For most use cases, I would say all the 7B or 14B parameter models gave very useful and satisfactory answers for everyday use. The only use case for larger parameter models is when you want some sort of philosophical discussion with open-ended questions that will help you stay inside your head forgetting time passing by. Or to ask for a long complicated Mathematical Physics calculation few graduate physics students learn. Otherwise for all other cases, I feel comfortable to use just 7/14B parameter models for math and programming.

mixtral is a different kind of model. It is huge, and not really fit to run on my MacBook Pro. If you want to know about this specific model, try reading about „sparse mixture of experts model (SMoE)“. Look at the htop image below.

My MacBook Pro usually functions with 2GB of Swap memory, but because there isn’t enough memory to run it, it increased the swap memory size. Where did it come from? Part of my SSD storage. It is not good to rely on Swap memory. SSD’s data deletion procedure is just plain absurd, power hungry and damaging to electronic circuits. But thats the best we got and have to live with it. I might write an article about SSD’s data delete cycles in another article.

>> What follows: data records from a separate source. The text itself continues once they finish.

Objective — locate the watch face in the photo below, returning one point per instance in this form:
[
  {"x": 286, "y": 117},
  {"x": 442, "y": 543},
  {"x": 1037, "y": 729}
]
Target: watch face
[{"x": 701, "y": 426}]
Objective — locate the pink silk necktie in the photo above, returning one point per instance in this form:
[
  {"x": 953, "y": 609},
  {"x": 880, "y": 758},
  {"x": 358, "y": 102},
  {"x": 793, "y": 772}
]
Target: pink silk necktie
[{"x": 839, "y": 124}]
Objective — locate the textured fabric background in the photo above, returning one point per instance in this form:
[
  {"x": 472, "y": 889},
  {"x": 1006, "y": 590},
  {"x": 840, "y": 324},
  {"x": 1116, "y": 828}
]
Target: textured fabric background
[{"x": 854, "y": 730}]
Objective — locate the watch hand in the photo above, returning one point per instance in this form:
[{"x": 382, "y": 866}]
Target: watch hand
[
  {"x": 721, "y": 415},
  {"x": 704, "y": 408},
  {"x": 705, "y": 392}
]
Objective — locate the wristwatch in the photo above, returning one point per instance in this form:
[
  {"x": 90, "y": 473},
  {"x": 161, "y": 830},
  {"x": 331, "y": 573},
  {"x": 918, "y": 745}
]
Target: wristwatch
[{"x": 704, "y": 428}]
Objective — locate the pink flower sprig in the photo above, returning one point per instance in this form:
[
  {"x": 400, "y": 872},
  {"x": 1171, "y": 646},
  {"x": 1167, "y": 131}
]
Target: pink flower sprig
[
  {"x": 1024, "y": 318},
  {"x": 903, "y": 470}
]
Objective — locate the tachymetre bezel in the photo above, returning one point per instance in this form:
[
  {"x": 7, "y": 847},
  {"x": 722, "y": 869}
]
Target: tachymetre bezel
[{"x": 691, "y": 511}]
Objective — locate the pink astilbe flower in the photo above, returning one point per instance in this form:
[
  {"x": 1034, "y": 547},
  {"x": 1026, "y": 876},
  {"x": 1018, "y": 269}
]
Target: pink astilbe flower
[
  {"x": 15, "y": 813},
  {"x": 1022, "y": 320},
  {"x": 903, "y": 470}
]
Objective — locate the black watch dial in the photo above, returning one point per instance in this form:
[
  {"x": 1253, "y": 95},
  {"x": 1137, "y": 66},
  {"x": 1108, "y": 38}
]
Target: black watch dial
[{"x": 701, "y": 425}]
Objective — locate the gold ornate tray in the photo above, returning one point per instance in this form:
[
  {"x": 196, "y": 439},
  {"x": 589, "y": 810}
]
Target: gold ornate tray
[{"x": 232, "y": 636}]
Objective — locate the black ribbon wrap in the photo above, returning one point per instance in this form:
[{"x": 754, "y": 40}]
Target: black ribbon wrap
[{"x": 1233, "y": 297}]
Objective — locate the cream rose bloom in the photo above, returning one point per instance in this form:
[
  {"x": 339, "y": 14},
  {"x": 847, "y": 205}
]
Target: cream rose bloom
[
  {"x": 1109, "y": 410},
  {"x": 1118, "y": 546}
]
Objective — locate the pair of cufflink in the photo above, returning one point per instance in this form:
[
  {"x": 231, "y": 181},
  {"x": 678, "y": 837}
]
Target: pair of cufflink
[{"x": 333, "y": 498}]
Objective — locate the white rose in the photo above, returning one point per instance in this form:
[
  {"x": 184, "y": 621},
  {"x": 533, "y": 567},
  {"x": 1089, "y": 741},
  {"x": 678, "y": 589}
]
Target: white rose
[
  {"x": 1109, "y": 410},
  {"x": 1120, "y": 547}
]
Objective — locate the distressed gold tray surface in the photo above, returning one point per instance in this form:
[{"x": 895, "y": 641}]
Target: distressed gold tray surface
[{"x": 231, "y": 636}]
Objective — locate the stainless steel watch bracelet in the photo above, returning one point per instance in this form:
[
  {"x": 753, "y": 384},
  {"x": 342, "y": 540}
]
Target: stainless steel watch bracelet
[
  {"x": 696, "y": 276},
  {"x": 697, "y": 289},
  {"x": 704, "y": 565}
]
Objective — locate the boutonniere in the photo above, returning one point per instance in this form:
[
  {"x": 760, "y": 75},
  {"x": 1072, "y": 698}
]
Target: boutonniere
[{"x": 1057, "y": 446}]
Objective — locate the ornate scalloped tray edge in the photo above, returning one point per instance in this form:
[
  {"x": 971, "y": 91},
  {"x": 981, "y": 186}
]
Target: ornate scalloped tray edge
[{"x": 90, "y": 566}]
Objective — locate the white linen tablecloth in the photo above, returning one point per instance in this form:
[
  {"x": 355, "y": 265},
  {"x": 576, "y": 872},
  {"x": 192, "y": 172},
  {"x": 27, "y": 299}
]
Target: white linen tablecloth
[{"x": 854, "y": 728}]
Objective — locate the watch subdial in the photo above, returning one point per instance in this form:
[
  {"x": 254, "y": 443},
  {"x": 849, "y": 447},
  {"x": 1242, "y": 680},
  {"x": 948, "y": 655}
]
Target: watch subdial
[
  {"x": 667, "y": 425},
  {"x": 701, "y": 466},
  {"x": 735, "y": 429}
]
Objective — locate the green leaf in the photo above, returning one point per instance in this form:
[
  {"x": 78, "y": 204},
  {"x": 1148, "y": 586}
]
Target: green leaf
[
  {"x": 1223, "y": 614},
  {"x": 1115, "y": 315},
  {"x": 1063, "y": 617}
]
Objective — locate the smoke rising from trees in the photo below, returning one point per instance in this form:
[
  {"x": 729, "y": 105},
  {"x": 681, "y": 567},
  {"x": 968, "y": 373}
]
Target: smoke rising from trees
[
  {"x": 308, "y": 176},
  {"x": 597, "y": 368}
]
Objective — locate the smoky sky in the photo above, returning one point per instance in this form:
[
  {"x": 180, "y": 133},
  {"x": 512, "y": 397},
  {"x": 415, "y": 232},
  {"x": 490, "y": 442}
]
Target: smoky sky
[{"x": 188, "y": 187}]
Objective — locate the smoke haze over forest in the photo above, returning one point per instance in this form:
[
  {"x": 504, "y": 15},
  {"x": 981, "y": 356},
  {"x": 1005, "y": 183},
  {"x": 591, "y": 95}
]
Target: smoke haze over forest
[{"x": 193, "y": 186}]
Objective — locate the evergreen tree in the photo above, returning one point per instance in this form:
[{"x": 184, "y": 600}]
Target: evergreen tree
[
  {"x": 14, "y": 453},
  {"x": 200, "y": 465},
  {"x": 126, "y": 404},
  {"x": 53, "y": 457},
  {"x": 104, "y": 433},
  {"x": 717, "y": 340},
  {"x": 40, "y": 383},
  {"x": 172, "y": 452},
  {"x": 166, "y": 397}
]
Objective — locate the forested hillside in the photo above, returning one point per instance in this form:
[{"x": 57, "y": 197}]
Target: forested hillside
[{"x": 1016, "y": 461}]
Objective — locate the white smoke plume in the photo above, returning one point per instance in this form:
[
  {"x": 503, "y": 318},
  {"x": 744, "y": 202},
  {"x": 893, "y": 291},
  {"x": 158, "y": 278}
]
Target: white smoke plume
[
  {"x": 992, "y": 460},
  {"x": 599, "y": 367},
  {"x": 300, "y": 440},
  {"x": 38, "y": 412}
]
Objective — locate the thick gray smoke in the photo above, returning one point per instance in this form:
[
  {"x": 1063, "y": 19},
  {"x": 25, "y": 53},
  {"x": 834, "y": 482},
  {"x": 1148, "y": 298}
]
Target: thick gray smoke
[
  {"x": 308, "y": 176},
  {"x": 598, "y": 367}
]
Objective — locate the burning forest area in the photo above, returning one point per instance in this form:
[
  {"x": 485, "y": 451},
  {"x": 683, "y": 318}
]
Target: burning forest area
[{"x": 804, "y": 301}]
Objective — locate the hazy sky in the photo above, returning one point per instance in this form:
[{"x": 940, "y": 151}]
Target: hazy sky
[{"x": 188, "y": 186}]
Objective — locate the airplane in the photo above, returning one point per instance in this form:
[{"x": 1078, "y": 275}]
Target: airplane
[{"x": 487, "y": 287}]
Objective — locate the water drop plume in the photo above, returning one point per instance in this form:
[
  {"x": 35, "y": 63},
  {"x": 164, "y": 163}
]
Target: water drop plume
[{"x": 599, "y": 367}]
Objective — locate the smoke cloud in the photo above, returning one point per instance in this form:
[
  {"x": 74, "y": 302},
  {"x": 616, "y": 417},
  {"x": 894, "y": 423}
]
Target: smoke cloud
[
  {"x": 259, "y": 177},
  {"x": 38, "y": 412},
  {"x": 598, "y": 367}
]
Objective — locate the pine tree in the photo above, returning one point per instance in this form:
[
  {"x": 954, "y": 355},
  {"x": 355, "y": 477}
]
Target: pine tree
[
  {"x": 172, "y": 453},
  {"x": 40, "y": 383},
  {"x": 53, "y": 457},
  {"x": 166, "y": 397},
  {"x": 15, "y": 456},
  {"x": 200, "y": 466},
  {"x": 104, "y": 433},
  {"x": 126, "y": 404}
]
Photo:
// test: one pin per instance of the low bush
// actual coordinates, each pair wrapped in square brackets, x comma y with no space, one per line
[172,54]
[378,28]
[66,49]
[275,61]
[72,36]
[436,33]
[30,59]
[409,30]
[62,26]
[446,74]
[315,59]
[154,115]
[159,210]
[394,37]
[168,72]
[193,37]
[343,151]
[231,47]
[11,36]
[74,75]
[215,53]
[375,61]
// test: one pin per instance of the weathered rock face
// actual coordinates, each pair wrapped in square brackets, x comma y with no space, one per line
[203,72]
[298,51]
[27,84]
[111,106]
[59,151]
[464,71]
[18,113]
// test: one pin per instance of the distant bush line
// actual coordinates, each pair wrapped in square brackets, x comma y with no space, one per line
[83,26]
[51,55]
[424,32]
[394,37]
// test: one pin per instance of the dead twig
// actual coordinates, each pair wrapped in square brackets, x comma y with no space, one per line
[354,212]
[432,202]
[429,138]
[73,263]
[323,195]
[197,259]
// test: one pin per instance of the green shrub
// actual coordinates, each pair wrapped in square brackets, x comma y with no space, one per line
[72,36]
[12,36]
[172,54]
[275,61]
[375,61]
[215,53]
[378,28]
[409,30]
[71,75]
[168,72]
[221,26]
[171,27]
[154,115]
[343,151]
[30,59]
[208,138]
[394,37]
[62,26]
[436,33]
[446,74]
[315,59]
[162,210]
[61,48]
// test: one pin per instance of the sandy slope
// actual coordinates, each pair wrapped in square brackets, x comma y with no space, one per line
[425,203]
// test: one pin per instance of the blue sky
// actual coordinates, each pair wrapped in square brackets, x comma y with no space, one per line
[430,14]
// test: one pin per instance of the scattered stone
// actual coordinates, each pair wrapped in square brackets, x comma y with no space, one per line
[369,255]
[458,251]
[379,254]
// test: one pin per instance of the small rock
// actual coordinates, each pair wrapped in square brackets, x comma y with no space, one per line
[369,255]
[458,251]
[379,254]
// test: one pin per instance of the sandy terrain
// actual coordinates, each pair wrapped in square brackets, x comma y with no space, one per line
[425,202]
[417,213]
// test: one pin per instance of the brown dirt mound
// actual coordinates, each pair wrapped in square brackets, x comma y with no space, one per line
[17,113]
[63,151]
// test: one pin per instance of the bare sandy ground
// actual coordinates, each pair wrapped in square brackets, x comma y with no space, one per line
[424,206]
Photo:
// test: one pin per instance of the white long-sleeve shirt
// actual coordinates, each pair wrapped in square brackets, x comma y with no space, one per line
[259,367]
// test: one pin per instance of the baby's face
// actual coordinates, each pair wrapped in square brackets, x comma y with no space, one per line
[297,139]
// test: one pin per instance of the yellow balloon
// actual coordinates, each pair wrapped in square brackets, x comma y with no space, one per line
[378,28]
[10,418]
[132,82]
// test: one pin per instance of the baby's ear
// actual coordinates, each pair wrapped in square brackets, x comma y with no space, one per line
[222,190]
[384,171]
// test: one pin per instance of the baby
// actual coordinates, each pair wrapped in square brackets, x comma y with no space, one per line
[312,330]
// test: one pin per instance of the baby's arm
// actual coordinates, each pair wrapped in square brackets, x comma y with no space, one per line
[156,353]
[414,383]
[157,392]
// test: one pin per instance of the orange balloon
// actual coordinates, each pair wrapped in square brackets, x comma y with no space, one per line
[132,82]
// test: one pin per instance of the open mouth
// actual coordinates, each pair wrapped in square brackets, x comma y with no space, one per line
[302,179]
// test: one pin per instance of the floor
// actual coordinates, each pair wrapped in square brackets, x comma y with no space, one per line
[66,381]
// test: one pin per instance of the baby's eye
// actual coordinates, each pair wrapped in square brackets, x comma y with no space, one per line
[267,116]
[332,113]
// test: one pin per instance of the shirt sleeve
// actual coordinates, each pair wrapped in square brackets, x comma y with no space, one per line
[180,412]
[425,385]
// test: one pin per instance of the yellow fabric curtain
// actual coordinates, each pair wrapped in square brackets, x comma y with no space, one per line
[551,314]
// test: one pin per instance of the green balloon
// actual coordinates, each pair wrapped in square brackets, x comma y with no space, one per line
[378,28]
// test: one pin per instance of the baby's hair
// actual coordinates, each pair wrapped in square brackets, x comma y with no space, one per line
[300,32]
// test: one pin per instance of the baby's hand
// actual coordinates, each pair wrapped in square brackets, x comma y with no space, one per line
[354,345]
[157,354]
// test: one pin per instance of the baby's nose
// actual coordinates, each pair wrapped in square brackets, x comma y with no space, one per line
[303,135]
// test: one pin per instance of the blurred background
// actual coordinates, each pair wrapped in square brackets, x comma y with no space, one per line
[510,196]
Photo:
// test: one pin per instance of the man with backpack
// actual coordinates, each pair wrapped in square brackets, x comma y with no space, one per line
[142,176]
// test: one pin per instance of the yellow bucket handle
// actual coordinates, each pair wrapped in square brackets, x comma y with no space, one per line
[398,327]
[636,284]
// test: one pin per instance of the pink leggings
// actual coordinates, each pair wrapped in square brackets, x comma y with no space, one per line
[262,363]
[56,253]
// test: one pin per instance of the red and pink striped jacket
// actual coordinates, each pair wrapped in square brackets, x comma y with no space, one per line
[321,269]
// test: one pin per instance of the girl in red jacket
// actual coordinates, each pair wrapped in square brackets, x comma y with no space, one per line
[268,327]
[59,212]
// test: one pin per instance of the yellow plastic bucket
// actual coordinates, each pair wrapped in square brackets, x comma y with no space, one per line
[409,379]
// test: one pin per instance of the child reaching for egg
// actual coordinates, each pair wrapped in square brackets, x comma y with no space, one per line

codestral is good for code completion, and needs to be setup with your favourite code editor. There are alternatives, but here comes my favorable predisposition to the French.

Remember why we are doing all this? We want privacy from the data-hoarding organizations. If you feel all this work is worth it, be my guest and go for it. It has been a nice journey to learn about all this, and I probably will use local LLMs for most cases and use Le Chat for complex cases. Or wait for more powerful hardware becoming more affordable.